Omicron has seen the number of positive COVID-19 cases surge in recent times.
Following the confirmation of three cases of the Omicron COVID-19 variant in persons who had travel history to South Africa by the Nigerian Center for Disease Control (NCDC) few weeks ago, Nigeria became the first country in West Africa to detect the variant after it was discovered in South Africa on the 24th of November. The Omicron variant is the latest in line after the earlier Alpha, Beta and Delta variants of the COVID-19 virus.
On the advice of the WHO’s Technical Advisory Group on Virus Evolution (TAG-VE), the Omicron variant, previously identified as B.1.1.529 was designated as a ‘variant of concern’ for various reasons. Perhaps the most interesting of these reasons is that the omicron variant possesses about 32 different mutations in the spike protein. This is the largest number of mutations ever to be found in a variant of COVID-19 and some samples even detected about 50 mutations. Despite how concerning this information sounds, the exact implications are yet to be confirmed by the World Health Organization.

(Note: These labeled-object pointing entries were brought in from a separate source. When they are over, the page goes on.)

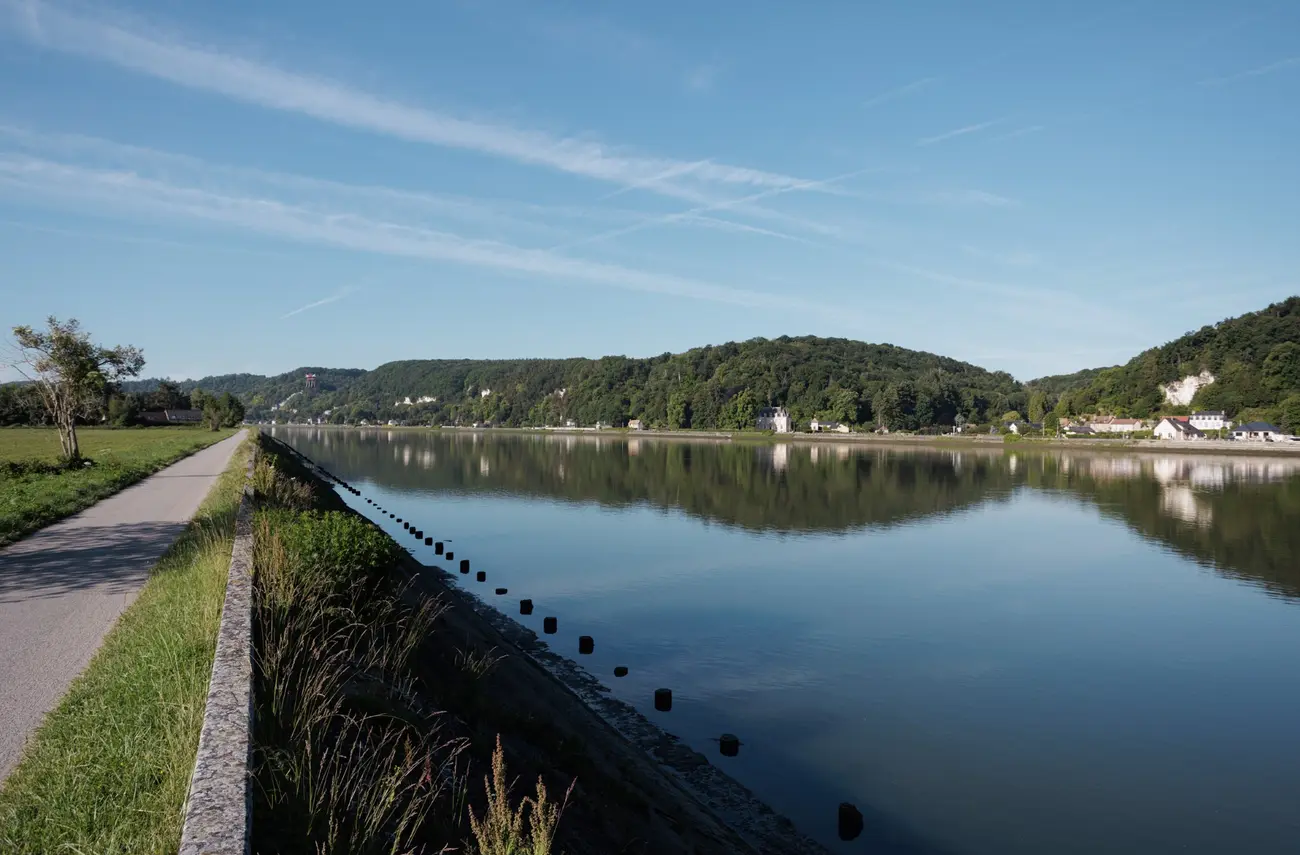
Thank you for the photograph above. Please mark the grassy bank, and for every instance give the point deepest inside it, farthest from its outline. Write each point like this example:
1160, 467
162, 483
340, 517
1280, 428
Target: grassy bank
35, 490
352, 751
109, 768
394, 719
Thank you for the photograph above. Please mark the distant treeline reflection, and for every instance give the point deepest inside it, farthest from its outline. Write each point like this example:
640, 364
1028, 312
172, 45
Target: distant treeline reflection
1233, 513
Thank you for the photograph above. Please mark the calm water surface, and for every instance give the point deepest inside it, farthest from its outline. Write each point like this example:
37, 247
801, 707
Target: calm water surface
989, 652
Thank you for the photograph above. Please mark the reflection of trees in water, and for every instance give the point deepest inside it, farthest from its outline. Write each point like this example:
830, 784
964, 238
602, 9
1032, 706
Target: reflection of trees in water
754, 486
1234, 513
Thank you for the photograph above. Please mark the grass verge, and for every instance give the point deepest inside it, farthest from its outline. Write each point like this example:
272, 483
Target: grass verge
355, 751
35, 491
109, 768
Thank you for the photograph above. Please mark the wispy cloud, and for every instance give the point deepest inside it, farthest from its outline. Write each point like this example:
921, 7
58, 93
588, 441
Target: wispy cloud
124, 192
971, 196
1012, 259
960, 131
1260, 72
255, 82
696, 212
702, 77
1019, 131
906, 89
740, 228
333, 298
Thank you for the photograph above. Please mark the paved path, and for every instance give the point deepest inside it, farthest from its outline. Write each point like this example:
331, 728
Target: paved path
63, 587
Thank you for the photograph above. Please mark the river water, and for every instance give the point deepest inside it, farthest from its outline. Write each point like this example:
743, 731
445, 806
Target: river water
987, 651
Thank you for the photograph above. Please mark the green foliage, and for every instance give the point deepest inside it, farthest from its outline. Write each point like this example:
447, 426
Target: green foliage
1288, 415
73, 376
1255, 360
109, 768
34, 491
702, 389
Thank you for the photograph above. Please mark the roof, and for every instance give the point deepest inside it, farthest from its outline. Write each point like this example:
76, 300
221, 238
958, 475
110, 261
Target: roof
1183, 428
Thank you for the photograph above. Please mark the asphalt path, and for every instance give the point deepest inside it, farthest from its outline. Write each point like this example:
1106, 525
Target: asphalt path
63, 587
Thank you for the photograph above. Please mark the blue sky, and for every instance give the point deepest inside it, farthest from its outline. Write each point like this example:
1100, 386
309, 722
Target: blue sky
1030, 186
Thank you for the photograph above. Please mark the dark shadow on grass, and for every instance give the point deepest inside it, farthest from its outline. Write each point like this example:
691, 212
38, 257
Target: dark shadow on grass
113, 559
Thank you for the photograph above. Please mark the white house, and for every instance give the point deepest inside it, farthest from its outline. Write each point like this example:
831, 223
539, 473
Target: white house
827, 426
1025, 426
775, 419
1112, 425
1256, 432
1177, 429
1209, 420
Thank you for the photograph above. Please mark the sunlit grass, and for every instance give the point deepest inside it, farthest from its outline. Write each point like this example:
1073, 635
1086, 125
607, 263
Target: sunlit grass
109, 768
35, 493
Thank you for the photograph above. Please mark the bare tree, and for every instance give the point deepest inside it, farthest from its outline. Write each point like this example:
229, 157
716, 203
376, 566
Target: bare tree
72, 373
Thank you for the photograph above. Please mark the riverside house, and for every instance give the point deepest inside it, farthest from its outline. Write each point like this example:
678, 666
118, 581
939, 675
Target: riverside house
1177, 428
1257, 432
1209, 420
1113, 425
775, 419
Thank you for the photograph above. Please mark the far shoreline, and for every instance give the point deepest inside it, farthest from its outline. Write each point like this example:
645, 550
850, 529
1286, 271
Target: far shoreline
949, 442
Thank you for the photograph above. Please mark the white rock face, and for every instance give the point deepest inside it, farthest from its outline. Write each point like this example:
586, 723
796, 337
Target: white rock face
1182, 391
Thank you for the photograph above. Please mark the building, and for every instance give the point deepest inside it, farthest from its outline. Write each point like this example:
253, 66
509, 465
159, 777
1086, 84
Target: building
827, 426
1178, 428
1256, 432
1025, 426
1113, 425
1209, 420
775, 419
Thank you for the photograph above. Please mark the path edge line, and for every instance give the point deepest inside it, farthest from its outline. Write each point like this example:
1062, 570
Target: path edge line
219, 808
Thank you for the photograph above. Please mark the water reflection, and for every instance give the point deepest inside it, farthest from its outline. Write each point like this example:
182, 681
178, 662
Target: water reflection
1229, 512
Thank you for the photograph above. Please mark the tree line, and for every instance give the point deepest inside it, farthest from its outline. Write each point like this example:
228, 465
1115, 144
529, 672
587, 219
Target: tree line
70, 381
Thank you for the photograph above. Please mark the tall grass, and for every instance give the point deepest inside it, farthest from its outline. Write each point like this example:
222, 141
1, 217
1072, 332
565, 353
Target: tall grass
109, 768
347, 760
528, 829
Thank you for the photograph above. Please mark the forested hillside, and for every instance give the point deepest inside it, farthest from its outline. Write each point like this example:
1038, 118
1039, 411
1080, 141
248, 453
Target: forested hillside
1255, 360
706, 387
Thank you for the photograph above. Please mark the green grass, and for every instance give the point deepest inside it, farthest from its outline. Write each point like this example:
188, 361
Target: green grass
109, 768
34, 494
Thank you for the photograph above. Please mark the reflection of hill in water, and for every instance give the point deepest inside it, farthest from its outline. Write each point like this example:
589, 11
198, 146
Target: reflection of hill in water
1233, 513
754, 486
1236, 515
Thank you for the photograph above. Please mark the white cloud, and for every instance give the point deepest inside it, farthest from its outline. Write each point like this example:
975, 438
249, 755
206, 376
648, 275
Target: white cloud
333, 298
960, 131
126, 192
908, 89
255, 82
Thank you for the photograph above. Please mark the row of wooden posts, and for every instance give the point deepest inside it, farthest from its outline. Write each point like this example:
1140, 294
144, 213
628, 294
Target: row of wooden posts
849, 819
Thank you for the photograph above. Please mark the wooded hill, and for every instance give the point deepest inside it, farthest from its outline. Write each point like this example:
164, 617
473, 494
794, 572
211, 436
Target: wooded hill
706, 387
1255, 360
1253, 357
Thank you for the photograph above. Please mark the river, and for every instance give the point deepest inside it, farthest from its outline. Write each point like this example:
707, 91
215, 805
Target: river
989, 652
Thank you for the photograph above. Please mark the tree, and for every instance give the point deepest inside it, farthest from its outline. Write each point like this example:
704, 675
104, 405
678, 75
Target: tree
72, 373
1038, 406
1288, 413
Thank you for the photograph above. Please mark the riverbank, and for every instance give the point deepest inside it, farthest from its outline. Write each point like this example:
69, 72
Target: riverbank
109, 767
908, 441
636, 789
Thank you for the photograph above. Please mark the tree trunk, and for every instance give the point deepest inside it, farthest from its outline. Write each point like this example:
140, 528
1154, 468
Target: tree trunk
68, 438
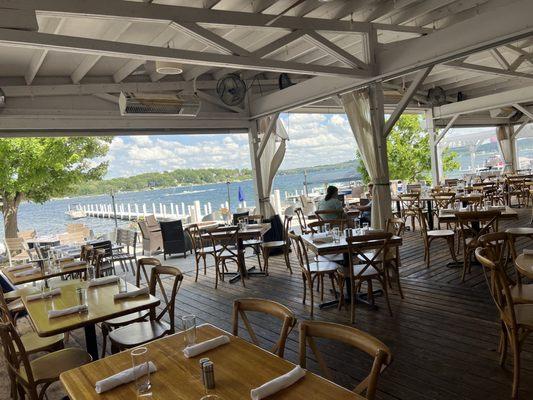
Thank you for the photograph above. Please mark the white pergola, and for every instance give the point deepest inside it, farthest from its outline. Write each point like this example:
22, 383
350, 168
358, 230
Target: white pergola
64, 62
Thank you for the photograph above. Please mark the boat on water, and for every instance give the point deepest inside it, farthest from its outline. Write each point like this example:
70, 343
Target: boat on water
75, 211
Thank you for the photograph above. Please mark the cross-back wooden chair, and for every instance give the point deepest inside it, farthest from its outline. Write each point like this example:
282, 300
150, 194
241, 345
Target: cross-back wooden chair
362, 341
314, 270
224, 250
396, 226
272, 308
32, 378
409, 206
516, 319
367, 256
114, 323
138, 333
201, 248
472, 225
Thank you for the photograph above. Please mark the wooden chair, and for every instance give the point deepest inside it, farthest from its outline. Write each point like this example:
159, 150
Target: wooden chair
224, 250
366, 255
430, 236
32, 378
201, 248
272, 308
138, 333
516, 319
472, 225
313, 270
396, 226
410, 205
382, 356
17, 250
284, 245
111, 324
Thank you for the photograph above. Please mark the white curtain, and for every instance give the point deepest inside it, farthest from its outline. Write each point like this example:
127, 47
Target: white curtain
506, 147
271, 160
365, 114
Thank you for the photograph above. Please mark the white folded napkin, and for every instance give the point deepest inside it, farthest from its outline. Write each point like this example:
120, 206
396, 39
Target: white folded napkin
66, 311
277, 384
27, 272
121, 378
37, 296
195, 349
133, 293
18, 267
103, 281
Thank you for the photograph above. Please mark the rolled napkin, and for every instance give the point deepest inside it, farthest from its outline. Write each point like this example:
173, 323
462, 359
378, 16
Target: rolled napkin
126, 376
18, 267
195, 349
37, 296
277, 384
133, 293
66, 311
103, 281
27, 272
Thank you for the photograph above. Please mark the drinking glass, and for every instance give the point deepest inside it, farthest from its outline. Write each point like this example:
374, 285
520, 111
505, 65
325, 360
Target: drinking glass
140, 361
189, 327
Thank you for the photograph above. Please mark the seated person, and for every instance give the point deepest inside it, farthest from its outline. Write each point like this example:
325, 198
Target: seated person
331, 202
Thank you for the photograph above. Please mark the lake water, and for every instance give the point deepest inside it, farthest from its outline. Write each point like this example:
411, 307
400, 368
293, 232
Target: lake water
50, 218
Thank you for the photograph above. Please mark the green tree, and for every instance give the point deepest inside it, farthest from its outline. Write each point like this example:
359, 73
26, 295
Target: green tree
409, 153
38, 169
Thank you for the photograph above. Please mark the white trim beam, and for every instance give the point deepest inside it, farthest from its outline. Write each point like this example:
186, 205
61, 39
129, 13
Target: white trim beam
69, 44
406, 98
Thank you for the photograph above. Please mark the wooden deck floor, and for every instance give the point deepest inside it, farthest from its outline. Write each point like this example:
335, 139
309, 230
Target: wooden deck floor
443, 335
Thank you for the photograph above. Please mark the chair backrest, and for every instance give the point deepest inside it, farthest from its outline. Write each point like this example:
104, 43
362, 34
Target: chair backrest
327, 215
277, 310
367, 250
159, 272
309, 330
142, 263
29, 234
498, 285
17, 359
396, 226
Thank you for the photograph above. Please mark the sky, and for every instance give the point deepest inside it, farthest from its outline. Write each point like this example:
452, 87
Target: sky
314, 139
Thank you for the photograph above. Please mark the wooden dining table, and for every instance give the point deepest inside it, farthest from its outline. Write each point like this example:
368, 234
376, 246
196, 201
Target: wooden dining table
341, 247
239, 367
65, 268
101, 307
250, 232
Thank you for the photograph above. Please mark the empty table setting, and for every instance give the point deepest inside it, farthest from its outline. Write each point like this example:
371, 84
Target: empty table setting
241, 371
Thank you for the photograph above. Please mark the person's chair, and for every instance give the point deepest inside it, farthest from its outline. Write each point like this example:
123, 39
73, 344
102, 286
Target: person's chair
312, 271
138, 333
367, 256
111, 324
516, 319
362, 341
264, 306
32, 378
284, 245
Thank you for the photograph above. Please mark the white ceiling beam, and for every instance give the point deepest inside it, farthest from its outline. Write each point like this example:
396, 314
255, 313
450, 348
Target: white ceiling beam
495, 27
332, 49
485, 103
53, 26
406, 98
107, 48
114, 32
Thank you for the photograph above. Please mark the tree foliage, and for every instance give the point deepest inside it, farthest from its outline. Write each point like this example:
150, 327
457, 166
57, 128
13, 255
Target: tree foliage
409, 154
38, 169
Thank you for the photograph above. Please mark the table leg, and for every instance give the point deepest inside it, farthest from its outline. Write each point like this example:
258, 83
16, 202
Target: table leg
90, 341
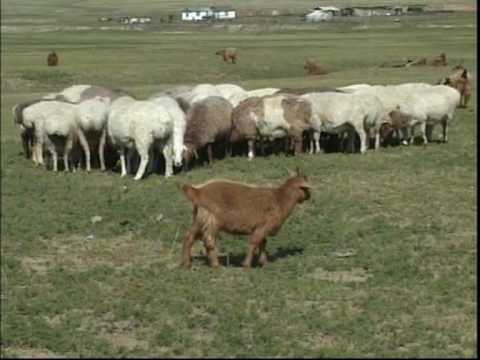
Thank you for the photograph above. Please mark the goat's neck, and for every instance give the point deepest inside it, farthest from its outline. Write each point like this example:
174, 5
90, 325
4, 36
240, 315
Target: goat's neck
287, 199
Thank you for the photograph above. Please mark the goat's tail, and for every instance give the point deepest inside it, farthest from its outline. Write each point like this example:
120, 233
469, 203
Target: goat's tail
190, 192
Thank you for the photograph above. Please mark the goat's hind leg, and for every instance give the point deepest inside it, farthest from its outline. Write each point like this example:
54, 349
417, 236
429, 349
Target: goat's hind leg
193, 234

While some studies state that people infected by the virus will experience severe tiredness among other symptoms, the World Health Organization stated on its website that studies are still being carried out which conduct assessments of the variant’s transmissibility, severity of infection (including symptoms), performance of vaccines and diagnostic tests and effectiveness of treatments. The body also urged nations to contribute to the collection and sharing of hospitalized patient data to facilitate these studies.
Nevertheless, the impact of the new variants is already being felt around the world. It has been detected in 89 countries so far including Ghana, Unite Kingdom, United States, India, Japan and Canada. In South Africa alone, the average daily infections rose from pre-omicron figures of 200-300 to 500, 8500 and to the latest figure of 11,500 since the discovery of the new variant. Because of growing concerns around the highly infectious nature of the new variant, several countries have updated their travel ban policies and began to implement them. Travelers from Nigeria, in that light, were initially banned from entering Canada after 5 out of the 7 cases of Omicron in Canada were found to have travel histories to and from Nigeria.
A lot of questions have also arisen about the implication of the spread of the new omicron variant on vaccination and vaccination policies around the world, especially given that some of the cases of the new variant involve fully vaccinated individuals. In this light, Stephane Bancel, the CEO of Moderna (which is a vaccine-manufacturing company) during a recent CNN Global Town Hall declared that the vaccine might become less effective with the new omicron Variant. In a later interview, however, the president of the company – Stephen Hoge – said that Bancel’s choice of words may ‘not have been optimal’. He gave some reassurance on the continued efficacy of the vaccine and announced the possibility of the production of a new booster to keep up with the new mutation.
In the meantime, people have been urged to continue getting vaccinated and to keep maintaining the existing COVID-19 preventive measures such as physical distancing, wearing of masks and avoidance of crowded venues.